- Pondhouse Data OG - We know data & AI
- Posts
- Pondhouse Data AI - Tips & Tutorials for Data & AI 25
Pondhouse Data AI - Tips & Tutorials for Data & AI 25
Build MCP Servers in Minutes | Text-to-Visuals with Napkin AI | 2025: The Year of Agents

Hey there,
This week, we’re leaning into the practical and the forward-looking. You’ll find a step-by-step guide to building your own MCP server with FastMCP, a tool that’s now part of the official Python SDK. We're also highlighting Napkin AI, a clever way to turn ideas into clean, shareable visuals.
Looking ahead, we dive into DeepMind’s thought-provoking vision for experience-driven AI, and Meta’s new PerceptionLM release, which pushes the boundaries of detailed video understanding. And if you're wondering where AI architecture is heading, don't miss the opening keynote from the AI Engineer Summit—hint: agents are about to go mainstream.

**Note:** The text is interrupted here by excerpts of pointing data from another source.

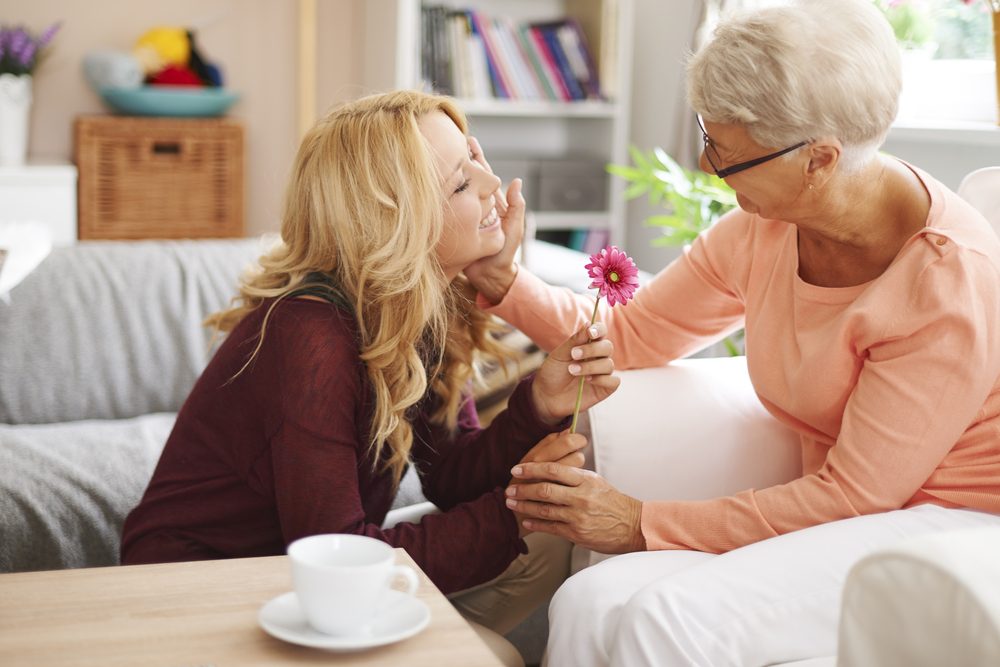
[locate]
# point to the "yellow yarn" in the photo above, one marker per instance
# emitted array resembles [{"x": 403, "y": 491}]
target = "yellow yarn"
[{"x": 159, "y": 47}]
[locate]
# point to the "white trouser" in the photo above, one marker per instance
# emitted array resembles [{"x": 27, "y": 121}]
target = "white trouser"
[{"x": 771, "y": 602}]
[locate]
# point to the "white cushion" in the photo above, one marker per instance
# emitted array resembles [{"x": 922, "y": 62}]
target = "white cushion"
[
  {"x": 691, "y": 430},
  {"x": 933, "y": 600}
]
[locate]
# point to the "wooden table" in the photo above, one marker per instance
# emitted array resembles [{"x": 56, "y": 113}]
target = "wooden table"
[{"x": 197, "y": 614}]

As always, tools, news, and tips to help you build smarter with AI—let’s get into it.
Cheers, Andreas & Sascha
In today's edition:
📚 Tutorial of the Week: Create Your Own MCP Server in Minutes Using FastMCP
🛠️ Tool Spotlight: Napkin AI – Turn Ideas into Visuals Instantly
📰 Top News: New Study Questions Fairness of LLM Leaderboards
💡 Tips: Why Agents Are the Future – Insights from the AI Engineer Summit
Let's get started!
Find this Newsletter helpful?
Please forward it to your colleagues and friends - it helps us tremendously.
Tutorial of the week
Build a Custom MCP Server in Minutes with FastMCP
With the Model Context Protocol (MCP) quickly becoming the go-to standard for connecting AI assistants to tools and services, developers need simple ways to build custom MCP servers—without wrestling with complex boilerplate. That’s where FastMCP comes in: a lightweight, Python-based framework that makes spinning up compliant servers fast and intuitive.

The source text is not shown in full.